After I Killed My Mother and Heartbeats, 23-year-old filmmaker Dolan gets even more ambitious with this epic-length romantic drama. Not all of his flourishes work, and the film is far too long, but there are moments of artistic genius all the way through that make it worth seeing. It's also anchored by two terrific central performances that work their way under our skin.

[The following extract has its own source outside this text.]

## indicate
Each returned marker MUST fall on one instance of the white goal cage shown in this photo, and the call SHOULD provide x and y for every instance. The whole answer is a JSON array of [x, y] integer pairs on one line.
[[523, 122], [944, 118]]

At the centre is the free-spirited relationship between Laurence (Poupaud) and his long-time girlfriend Fred (Clement). But Fred is caught completely off-guard when Laurence tells her that he has always felt like he was a man in a woman's body, and now he wants to start the transition to become female. She initially rejects him, but realises that she still loves him, regardless of his gender. His mother (Baye) takes longer to come round. And for Laurence the treatment from his colleagues and society at large is even more difficult to cope with, as he's the brunt of rampant bigotry. Over the course of a decade, his relationship with Fred is stretched to the breaking point, and after a few years apart they meet up again to see if they still belong together.

Poupaud and Clement deliver startlingly naturalistic performances as Laurence and Fred, letting us see into their souls as they face secrets, betrayals, outside pressure and the continual feeling that they belong together. Intriguingly, all of this unfurls in a way that's completely organic, as Dolan grounds everything in real human emotions. In fact, the only complaint is that the film feels artistically indulgent, and could have used a stronger editor to shape the story into a leaner, less rambling narrative.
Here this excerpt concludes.